The present embodiment classifies various types of intents for online learning scenarios, including question-answer intents, search intents, task to do intents, learning task intents, teaching plan authoring intents, and PPT authoring intents. These several types of intent cover several broad categories of basic requirements in an online learning scenario.

The present embodiment utilizes a large model to identify dialog intents, and the several types of intents described above and their descriptions play a vital role in large model hints. Meanwhile, the prompt is required to have the following contents to fully ensure the accuracy of intention recognition, namely, designating the role of the large model as a user dialogue intention understanding expert, designating the understanding skill under a typical dialogue mode, designating the large model to understand the rewritten dialogue and other multi-modal behavior data according to the designated role and information, and judging which of the multiple intention types the dialogue belongs to.

Illustratively, one hint is as follows:

# designating role, task

You are experienced and professional user problem intention understanding and intention judging specialists, can understand the problem intention according to the problem presented by the user, and feed back the actual intention of the user in the dialogue based on given intention classification.

# Specifies understanding skills in a typical dialog mode

1. If the specific intention word is explicitly mentioned in the user problem, returning according to the intention content mentioned by the user;

2. If the expressed intent in the user question is highly coincident with the meaning of the plurality of intent expressions in the description of the intent classification, feeding back the plurality of coincident intent classifications;

3. if there is no explicit intent in the user question, the default is returned as "question-answer intent".

# Specifies output Format requirement

Outputting the result according to the format requirement (separated by < format requirement > </format requirement >), ensuring that the output result can be correctly resolved by Python json.
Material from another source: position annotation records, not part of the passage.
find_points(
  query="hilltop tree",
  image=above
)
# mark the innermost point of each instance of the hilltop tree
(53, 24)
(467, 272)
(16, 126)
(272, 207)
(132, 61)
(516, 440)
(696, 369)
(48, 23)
# Specifies various intention types to be recognized and descriptions thereof

< Intention Classification >

Question and answer intention, which is mainly that the user hopes to quickly solve the questions and hopes you to answer the questions professionally;

the searching intention is that the user wants to actively inquire some resources, hopes you to search business and gives a result according to the requirement;

The intention of the task to be done is mainly that a user wants to find the backlog/work set which needs to be completed in the future and hopes that you can help find the task items and the number which need to be solved;

The intention of the learning task is mainly that a user wants to find a learning content set which needs to be completed in the future, and more emphasis is given to searching of learning resources which are required;

The intention is mainly that a user wants to create article content and hopes you to carefully create a teaching article for me;

PPT authoring intent-this intent is primarily that the user wants to write a PPT, hopefully you can plan and author an exquisite PPT for me.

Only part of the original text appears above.